Every line starts with a node identifier, followed by the node identifiers of all direct successors of the node.

Implement (preferably using pseudo code) a program which parses such a file and constructs a representation of the graph in memory. Be explicit about how you represent the graphs. Make sure that finding a direct successor of a node does not involve looking up a string in a map.

You can assume that the files do not contain errors (such as syntax errors or undeclared node identifiers), and that the graphs are well-formed (no duplicated edges).

Assume that there is an algorithm which, in linear time, can decide whether a graph contains a Hamiltonian cycle. Design an algorithm which decides whether a graph contains a Hamiltonian path, prove that it is correct, and analyse its time complexity.

The edge set *E* of a graph *G* = (*V*, *E*) can be seen as a relation *R* between nodes, by defining that *u* *R* *v* holds iff (*u*, *v*) ∈ *E*.

Design an algorithm which decides if the edge set of a directed, unweighted graph represents an equivalence relation. Explain why the algorithm is correct and analyse its time complexity.

Assume that *V*₁ and *V*₂ partition the vertex set *V* of some connected, undirected, weighted graph *G* = (*V*, *E*). Let us define the *spacing* of this partition as

*m**i**n* {*c*_{v₁,v₂} | *v*₁ ∈ *V*₁, *v*₂ ∈ *V*₂, (*v*₁,*v*₂) ∈ *E*},

where *c*_{v₁,v₂} is the cost of the edge (*v*₁,*v*₂). (In other words, the spacing is the cost of any of the cheapest edges connecting the two partitions.)

Design an algorithm which, given a connected, undirected, weighted graph *G* = (*V*, *E*) with |*V*| ≥ 2, calculates

*m**a**x* {spacing of (*V*₁,*V*₂) | *V*₁, *V*₂ partition *V*}.

In other words, the algorithm should find the largest possible spacing. Explain why the algorithm is correct and analyse its time complexity.

Hint: Consider using a minimum spanning tree.

Think of a real-world problem which can be solved using some graph algorithm (possibly in combination with other algorithms). Solve the problem, explain why your solution is correct, and analyse the time complexity of your solution.

Implement an operation which reverses a binary search tree. Explain why it is correct. Analyse its time complexity.

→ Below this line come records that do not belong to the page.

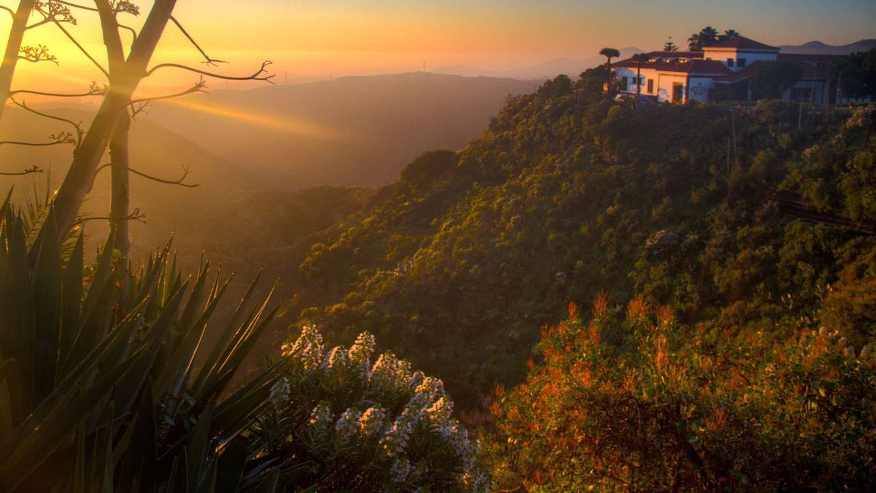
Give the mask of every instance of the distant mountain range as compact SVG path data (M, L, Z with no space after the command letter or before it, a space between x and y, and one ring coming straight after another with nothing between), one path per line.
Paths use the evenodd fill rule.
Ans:
M784 54L849 54L858 52L865 52L873 46L876 46L876 39L861 39L857 43L841 45L835 46L825 45L821 41L809 41L802 45L782 45L781 53Z
M458 150L489 125L516 79L413 72L218 90L161 102L147 116L277 189L378 186L425 151Z
M632 56L633 54L641 53L643 50L636 47L626 47L620 51L620 57L617 60L623 60ZM465 65L454 65L452 67L441 67L434 70L436 74L452 74L455 75L464 75L473 77L477 75L487 77L511 77L512 79L528 79L538 81L554 78L560 74L576 76L588 68L592 68L597 65L605 63L605 57L597 54L584 60L572 60L570 58L557 58L545 63L533 65L531 67L521 67L509 70L483 70L473 68Z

Modify the binary tree data structure so that reversal can be implemented in constant time. The asymptotic worst-case time complexities of other operations should not change.

Implement a procedure which checks if a binary tree is an AVL tree (i.e. a search tree satisfying the AVL tree balancing invariant). The procedure's worst-case big-*O* time complexity should be as low as possible (assuming that tree elements can be compared in constant time).

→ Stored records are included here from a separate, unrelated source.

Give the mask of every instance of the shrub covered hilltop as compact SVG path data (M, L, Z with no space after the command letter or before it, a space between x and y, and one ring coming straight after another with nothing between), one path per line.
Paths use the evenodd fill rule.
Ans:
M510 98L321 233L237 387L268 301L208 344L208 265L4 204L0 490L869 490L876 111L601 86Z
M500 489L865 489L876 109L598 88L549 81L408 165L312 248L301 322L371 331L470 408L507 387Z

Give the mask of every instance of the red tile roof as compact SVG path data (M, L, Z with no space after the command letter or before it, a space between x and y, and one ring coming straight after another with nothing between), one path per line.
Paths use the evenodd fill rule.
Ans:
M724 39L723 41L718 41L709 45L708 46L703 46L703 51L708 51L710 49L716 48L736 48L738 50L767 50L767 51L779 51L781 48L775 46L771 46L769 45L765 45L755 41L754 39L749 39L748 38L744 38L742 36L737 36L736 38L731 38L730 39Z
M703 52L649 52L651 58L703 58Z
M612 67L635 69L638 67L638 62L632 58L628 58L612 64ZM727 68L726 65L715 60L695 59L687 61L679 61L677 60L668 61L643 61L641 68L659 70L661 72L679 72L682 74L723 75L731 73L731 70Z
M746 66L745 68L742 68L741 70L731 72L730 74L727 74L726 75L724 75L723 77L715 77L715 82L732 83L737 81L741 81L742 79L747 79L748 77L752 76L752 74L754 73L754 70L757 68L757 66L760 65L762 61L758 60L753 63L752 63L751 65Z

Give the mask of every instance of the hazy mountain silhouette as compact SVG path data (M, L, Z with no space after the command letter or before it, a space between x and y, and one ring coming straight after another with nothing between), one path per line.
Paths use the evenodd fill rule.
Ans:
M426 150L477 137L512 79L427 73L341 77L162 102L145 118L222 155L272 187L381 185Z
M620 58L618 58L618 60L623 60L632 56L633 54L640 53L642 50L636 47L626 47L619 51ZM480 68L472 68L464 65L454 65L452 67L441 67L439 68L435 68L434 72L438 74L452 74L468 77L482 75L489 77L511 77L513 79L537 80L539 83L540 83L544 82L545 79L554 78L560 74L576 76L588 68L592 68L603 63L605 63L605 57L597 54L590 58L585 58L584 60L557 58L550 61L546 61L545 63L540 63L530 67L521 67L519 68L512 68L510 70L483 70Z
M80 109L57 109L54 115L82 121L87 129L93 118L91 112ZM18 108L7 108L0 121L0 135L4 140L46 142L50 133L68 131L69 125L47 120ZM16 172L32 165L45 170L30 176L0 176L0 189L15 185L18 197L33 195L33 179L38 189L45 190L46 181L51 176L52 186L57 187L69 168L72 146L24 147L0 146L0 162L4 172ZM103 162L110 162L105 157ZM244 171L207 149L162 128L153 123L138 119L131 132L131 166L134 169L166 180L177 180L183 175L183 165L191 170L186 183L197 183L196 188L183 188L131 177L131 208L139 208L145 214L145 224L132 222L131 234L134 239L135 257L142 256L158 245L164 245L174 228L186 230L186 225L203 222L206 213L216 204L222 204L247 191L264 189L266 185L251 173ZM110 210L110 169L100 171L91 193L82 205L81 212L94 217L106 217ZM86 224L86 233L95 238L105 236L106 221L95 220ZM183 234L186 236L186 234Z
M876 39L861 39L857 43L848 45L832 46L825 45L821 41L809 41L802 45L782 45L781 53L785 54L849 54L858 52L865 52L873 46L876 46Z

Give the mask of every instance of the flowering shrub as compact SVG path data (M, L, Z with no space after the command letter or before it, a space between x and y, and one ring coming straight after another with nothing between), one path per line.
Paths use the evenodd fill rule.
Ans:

Prove that the height of an AVL tree with *n* nodes is *O*(log *n*).

Hint: Establish a lower bound on the number of nodes in an AVL tree of a given height, using the fact that 1+*ϕ* = *ϕ*², where *ϕ* is the golden ratio.

Implement one quadratic and one efficient sorting algorithm. Compare the run-times of these implementations and an optimised implementation from a standard library. Document your results.

Can you think of a good way to test your implementations?

Out of the sorting algorithms you know, which would sort one million 32-bit integers in the least amount of time? Back up your answer/guess with a coherent argument.

Why is the following partitioning strategy for quicksort bad?

Use a median-of-three strategy to find the pivot

*p*.Partition the remaining elements

*R*into*S*₁ = {*x*|*x*∈*R*,*x*≤*p*} and*S*₂ = {*x*|*x*∈*R*,*x*>*p*}.